The center maintains affiliations with the University of Oregon, collaborates with research centers such as Oregon Humanities Center, Center for Latino/a and Latin American Studies, National Women's Studies Association, Modern Language Association, and international networks such as European Consortium for Political Research and International Sociological Association. Partnerships have extended to foundations and organizations including Ford Foundation, MacArthur Foundation, Andrew W. Mellon Foundation, Rockefeller Foundation, Carnegie Corporation of New York, Open Society Foundations, and philanthropic arms like Bill & Melinda Gates Foundation for research initiatives.

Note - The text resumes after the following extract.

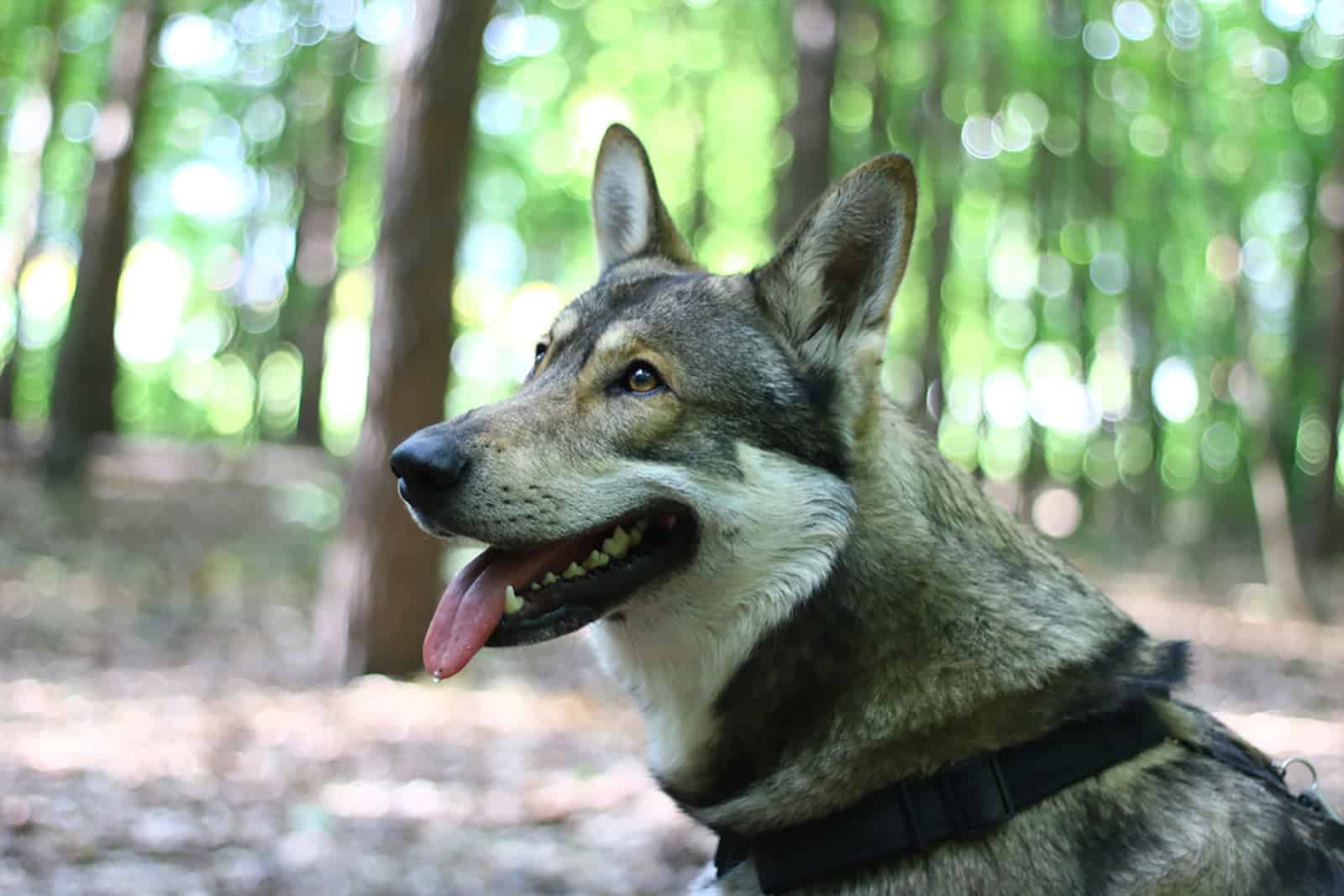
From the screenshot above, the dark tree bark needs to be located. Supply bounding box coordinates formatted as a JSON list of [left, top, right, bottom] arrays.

It has worked with legal clinics, hospital systems, and cultural institutions including Oregon Health & Science University, Portland State University, Reed College, and local nonprofits.

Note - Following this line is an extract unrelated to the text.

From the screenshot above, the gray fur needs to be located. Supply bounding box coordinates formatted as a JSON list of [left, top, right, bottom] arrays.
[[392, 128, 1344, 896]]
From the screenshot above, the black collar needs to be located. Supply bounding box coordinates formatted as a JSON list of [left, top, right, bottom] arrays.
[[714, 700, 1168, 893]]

Notable Scholars and Directors

Directors and affiliated scholars have included faculty and fellows whose networks span to prominent intellectuals and activists: connections link to Susan Brownmiller, Eileen Boris, Nancy Cott, Estelle Freedman, Linda Gordon, Patricia Hill Collins, Chrystia Freeland, Sally Haslanger, Martha Minow, Lois Benjamin, Kimberly Phillips-Fein, Heidi Hartmann, Carol Gilligan, Sara Ahmed, Donna Haraway, Ruth Yeazell, Evelyn Fox Keller, Elaine Showalter, Gertrude Stein, Hannah Arendt, Simone Weil, Iris Marion Young, Kathleen Blee, Lila Abu-Lughod, Nadine Strossen, Rita Dove, Annette Gordon-Reed, Claudia Rankine, Henrietta Lacks, Marsha P. Johnson, and Sylvia Rivera. Visiting fellows have arrived from institutions such as Smithsonian Institution, Getty Research Institute, Library of Congress, National Archives, and international universities like University of Cambridge and University of Oxford.

Funding and Governance

Funding streams combine university support, competitive grants from entities like National Endowment for the Humanities, National Science Foundation, private philanthropic grants from Andrew W. Mellon Foundation and Ford Foundation, and donor gifts tied to trusts such as Gates Trust and corporate philanthropy. Governance includes a board or advisory council composed of faculty, community leaders, and representatives from partner organizations including alumni networks from University of Oregon, legal advisors with ties to American Bar Association, and nonprofit leaders connected to YWCA and YWCA USA.

Impact and Outreach

The center’s work has influenced scholarship cited alongside major publications and prizes associated with Pulitzer Prize, MacArthur Fellowship, National Book Award, and has informed policy briefs used by advocacy organizations including Planned Parenthood Federation of America, ACLU Foundation, National Women's Law Center, and international agencies such as United Nations Development Programme and World Health Organization. Its conferences and colloquia have featured panels intersecting with debates around landmark texts like The Feminine Mystique, Gender Trouble, The Second Sex, and involved cultural partnerships producing exhibitions with institutions such as Museum of Modern Art, Tate Modern, and Portland Art Museum. The center’s archival projects collaborate with repositories including Schlesinger Library and Bancroft Library to preserve activist records linked to movements like Civil Rights Movement, Stonewall riots, Chicano Movement, and labor organizing by United Farm Workers.